What should the Biden administration consider in its cybersecurity strategy in order to have the greatest impact?

As an industry we have a lot to solve on our innovation cycle, and what tackling a problem actually means. Cybersecurity is only about a $167 billion market, so if we don't solve that, I could see it getting consumed and integrated back into IT—which is a $4.4 trillion market—as just another appendage. We say, "Cybersecurity needs to drive IT," but that's not going to happen. It's $167 billion to $4.4 trillion. It'll be a piece but it's never going to drive a bus here.

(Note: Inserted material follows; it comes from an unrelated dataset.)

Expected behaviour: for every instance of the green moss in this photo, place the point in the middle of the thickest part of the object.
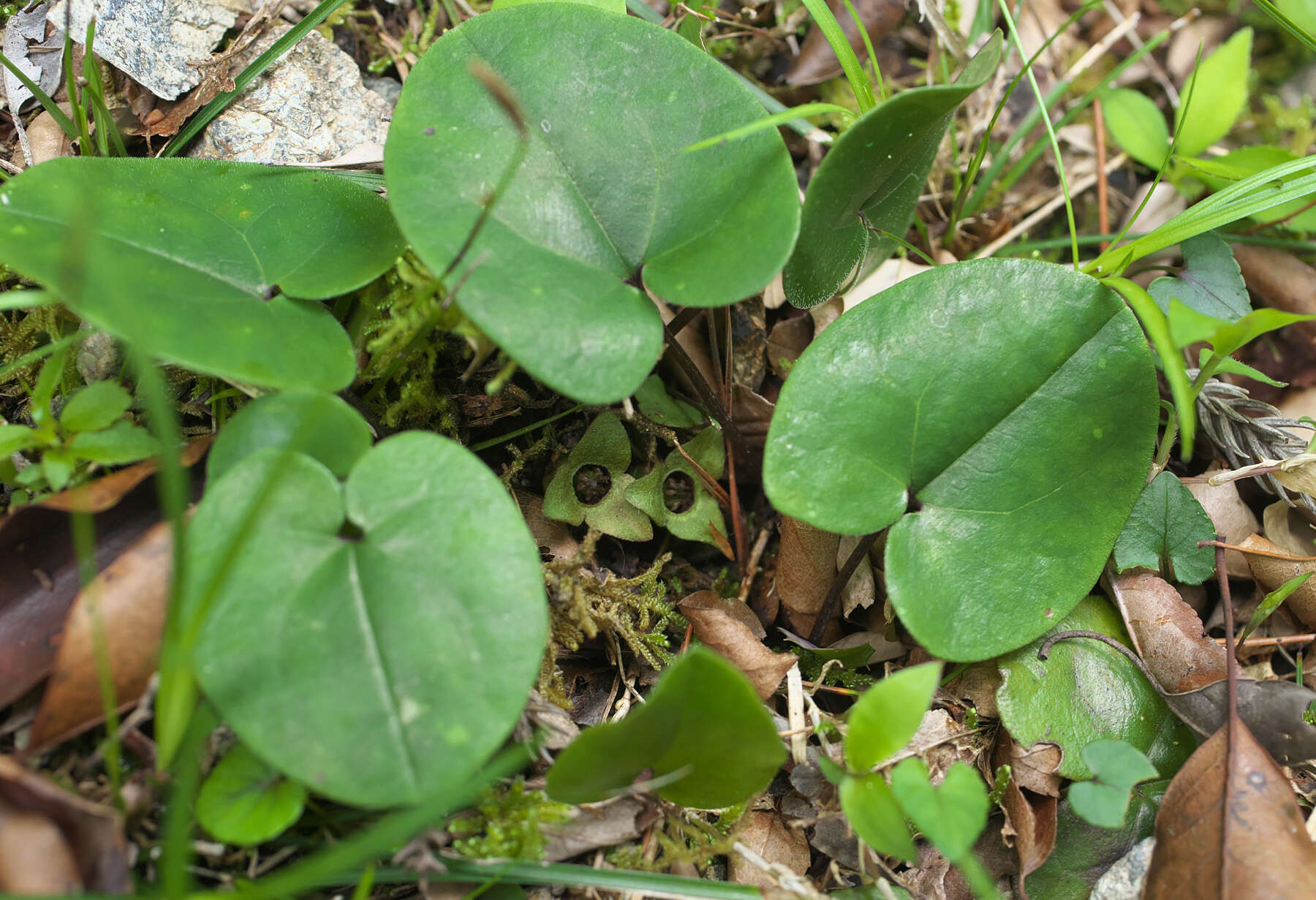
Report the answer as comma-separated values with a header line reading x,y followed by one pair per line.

People talk about Colonial Pipeline or SolarWinds as if they were watershed moments. But years ago at the time of the breach for the Office of Personnel Management (OPM)—which hosts all classified background checks for every US service member and their family members, contractors, and government agencies—the cyber budget was $16 million. After the OPM breach they bumped it up to $19 million—the federal government is not having a real conversation about this. Of all the money that's being invested, the US chiefs spend about $15 billion a year on cyber, but they’re putting it into weapons defense technology, as opposed to saying, "Maybe we should spend more than $19 million protecting the background clearance of every US citizen." So, we'll see how this goes. In my opinion, I don't see any marketed incentives to fix it yet.

The industry has to be held accountable so that we can stop the systemic bleeding, which is perpetuated to help drive revenue for individual security companies. It's time for us to say, "Enough is enough." We could probably leverage a couple different initiatives that are going to launch as the current administration starts to form its cybersecurity strategy.